Doubtless this malignant principle has been at work since, from time to time, though kept under [control] by him that "withholdeth." Nay, for what we know, at this very time there is a fierce struggle, the Spirit of Antichrist attempting to rise, and the political power in those countries which are prophetically Roman, firm and vigorous in in repressing it. …certainly there is at this very time, as in the days of our fathers, a fierce and lawless principle everywhere at work, -- a spirit of rebellion against God and man, which the powers of government in each country can barely keep under with their greatest efforts.

 

          There can be no question what spirit Newman is speaking about here as the Spirit of Antichrist, for in the end, the Spirit which is a malignant principle of evil, and which manipulates Spirit of the Times in certain eras, and the forerunners of the Antichrist and the Antichrist himself, is the evil one himself, the prince of darkness. What is operating in the contemporary world is this spirit of the Antichrist, not an individual is such, but a principle of rebellion against God and man.
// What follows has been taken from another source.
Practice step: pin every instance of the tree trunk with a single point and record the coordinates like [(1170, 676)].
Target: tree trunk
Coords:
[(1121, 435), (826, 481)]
What has been holding back the full onslaught of this evil principle is, ironically, the power of government on the one hand, using its repressive powers against its anarchy, and the power of the Church, using its preaching and sacramental graces.

 

          But what has been happening in the latter part of the 20th century at and accelerated rate is the weakening of both of these powers. Governments are weakened by their collaboration with secularism and materialism and their rejection of any alliance whatsoever with religion. Governments are inevitably weakened in their struggle against anarchy and rebellion when they reject the moral law itself as the basis and ground of civil law. The Church, on the other hand, has been weakened by its own internal struggle against the influence of a skeptical liberalism which undermines faith, by a fearful and reactionary traditionalism which paralyzes by attempting to freeze the Church in a particular cultural and historical mold, and by its own internal spirit of rebellion which cuts across these two camps. The weakening of the powers holding back the Spirit of the Antichrist has had a devastating effect on both the Church and the state.

 

          Like Newman, we should be extremely cautious when it comes to identifying the present apostasy as the one that will immediately prepare the way for the Antichrist in person. Nevertheless, it is about time for us honestly to recognize the face of this principle of evil in the present crisis of the Church, and to recognize the depth of this crisis, and the complexity involved in the roots of this massive apostasy from the Christian faith. True, the apostasy has certain roots within the Church itself, but even more so in the intellectual and cultural movements that dominate our world, that have infiltrated its intellectual and cultural institutions. There is no easy fix available.

 

          Cardinal Ratzinger, writing back in 1971, echoed the thought of Newman, so long ago now, when had this to say. "Thus it seems certain to me that very hard times await the Church. Her own crisis has as yet hardly begun." His analysis, here and elsewhere in his writings, concerning the roots of this terrible crisis are not so very different from that of Newman. But Ratzinger goes on to say that he now sees the Church being purified, precisely in order to confront this crisis, "but after the purification of these uprootings, a great strength will emanate from a spiritualized and simplified Church." Ratzinger is not naive, and he knows that "the way will be long and wearisome … " But he also knows the Church is capable of regeneration, and can present itself to any generation, when thus purified and renewed interiorly, as something entirely new. He writes, "Today, too, the future of the Church can and will depend only on the strength of those who have deep roots and live from the pure fullness of their faith." There is much to be done, to be sure, but unless it proceeds from this fullness of faith, it will not be able to overcome the apostasy that now threatens to engulf us.